Commonly used contrast agents are Lanthanide complexes, such as complexes of Pr3+, Yb3+, T3+, Dy3+, and Tm3+. Among them, Tm3+ complexes are the most favorable ones. In particular, TmDOTP5– was used for in vivo temperature measurements at 4.7 T for both 1H and 31P nuclei over a temperature range of 25 to 32 °C (76). The measured temperature sensitivity was found to be 0.89 and 2.18 ppm/°C for 1H and 31P chemical shifts in TmDOTP5–, respectively. The compound is stable over a temperature range of 4 to 50 °C. However, TmDOTP5– is sensitive to pH and Ca2+ in the tissue, causing temperature measurements inaccurate in the presence of these two interfering sources. To alleviate this problem, improved temperature-sensing lanthanide contrast agents were developed. The typical one is TmDOTA-, which is insensitive to pH and Ca2+ interference and safe for in vivo applications while retaining the high temperature sensitivity (77).
The toxicity of TmDOTA– is believed to be close to that of the GdDOTA– because of the similarity in molecular structure between the two compounds (77). For animal experiments, a dose of 1–2 mmol/kg is normally used (78).
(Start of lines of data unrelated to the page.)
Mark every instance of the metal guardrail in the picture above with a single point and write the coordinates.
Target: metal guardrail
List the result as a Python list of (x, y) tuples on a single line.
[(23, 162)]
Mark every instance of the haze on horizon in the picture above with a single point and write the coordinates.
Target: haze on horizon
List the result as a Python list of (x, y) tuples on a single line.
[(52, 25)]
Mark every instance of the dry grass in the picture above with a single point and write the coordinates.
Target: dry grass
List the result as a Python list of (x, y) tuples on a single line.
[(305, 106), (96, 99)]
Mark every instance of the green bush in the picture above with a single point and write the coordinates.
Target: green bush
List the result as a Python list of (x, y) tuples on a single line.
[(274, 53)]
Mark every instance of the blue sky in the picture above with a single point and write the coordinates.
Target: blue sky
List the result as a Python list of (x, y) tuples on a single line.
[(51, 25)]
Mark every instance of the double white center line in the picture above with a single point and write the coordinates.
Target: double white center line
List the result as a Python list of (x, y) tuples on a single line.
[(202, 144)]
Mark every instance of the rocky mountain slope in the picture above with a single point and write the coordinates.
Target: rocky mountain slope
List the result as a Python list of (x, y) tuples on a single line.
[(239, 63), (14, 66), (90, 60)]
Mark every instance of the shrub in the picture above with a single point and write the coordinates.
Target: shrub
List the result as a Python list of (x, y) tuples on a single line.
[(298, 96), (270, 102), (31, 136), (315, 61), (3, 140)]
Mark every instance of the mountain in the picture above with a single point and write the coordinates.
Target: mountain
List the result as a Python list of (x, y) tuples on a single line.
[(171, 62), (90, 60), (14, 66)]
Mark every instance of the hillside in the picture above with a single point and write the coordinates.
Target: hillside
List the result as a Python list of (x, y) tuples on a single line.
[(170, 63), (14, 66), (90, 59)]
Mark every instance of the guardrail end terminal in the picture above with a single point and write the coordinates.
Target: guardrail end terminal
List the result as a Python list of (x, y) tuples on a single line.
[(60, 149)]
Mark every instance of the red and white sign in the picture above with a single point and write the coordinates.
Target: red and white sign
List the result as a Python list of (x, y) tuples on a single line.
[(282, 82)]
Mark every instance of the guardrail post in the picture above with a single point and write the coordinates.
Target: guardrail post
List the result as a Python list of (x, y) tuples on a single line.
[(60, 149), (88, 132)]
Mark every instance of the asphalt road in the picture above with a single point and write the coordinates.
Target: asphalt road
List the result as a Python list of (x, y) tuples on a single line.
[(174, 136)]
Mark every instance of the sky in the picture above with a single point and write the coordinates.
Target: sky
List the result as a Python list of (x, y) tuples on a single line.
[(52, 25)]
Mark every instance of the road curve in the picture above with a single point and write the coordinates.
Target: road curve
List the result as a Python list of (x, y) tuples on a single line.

Another improved Tm3+ Lanthanide temperature sensing agent, TmDOTMA- was developed to afford narrower linewidth than that of TmDOTA- in addition to insensitivity to pH, Ca2+, agent concentration, and other ions and macromolecules. The accuracy of temperature measurements achieved using TmDOTMA- in phantom and animals are 0.1 and 0.3 °C, respectively. The TmDOTMA– concentration used for in vivo experiments should be about 1 mmol/kg (79). Combined improved MR spectroscopy imaging methods with TmDOTMA–, in vivo temperature distribution in rat brain has been reported (Figure 4) (80).
Conclusions
As discussed above, MRI provides multiple temperature dependent parameters for thermal imaging, such as signal intensity, T1, T2, diffusion coefficient, magnetization transfer, PRFS (including phase imaging and spectroscopy) as well as frequency shift of temperature sensitive contrast agents. Although the issue with motion has been explored and new strategies have been proposed in several publications using a respiration triggered sequence (81,82), applying navigator echoes (83), or both (84), the results are still not ideal for patients with irregular breath and under situation when tumor tissues undergo irreversible shape transformation (for example, denature of protein after heating). Due to the fact that absolute temperature mapping techniques, including both spectroscopic imaging using metabolites as a reference and phase imaging using fat as a reference, are immune to susceptibility effects and are not dependent on phase differences, they are intrinsically more reliable than relative temperature measurement by phase mapping methods. With the development of new MR sequences, the low temporal and spatial resolution could be overcome and these methods may be preferred for future MR-guided thermal ablation systems. However, as of today, the most popular MR thermal imaging method applied in tumor thermal ablation surgery is still PRFS based phase mapping technique, which only provides relative temperature change and is prone to motion artifacts.
Acknowledgements
None.
Footnote
Conflicts of Interest: The authors have no conflicts of interest to declare.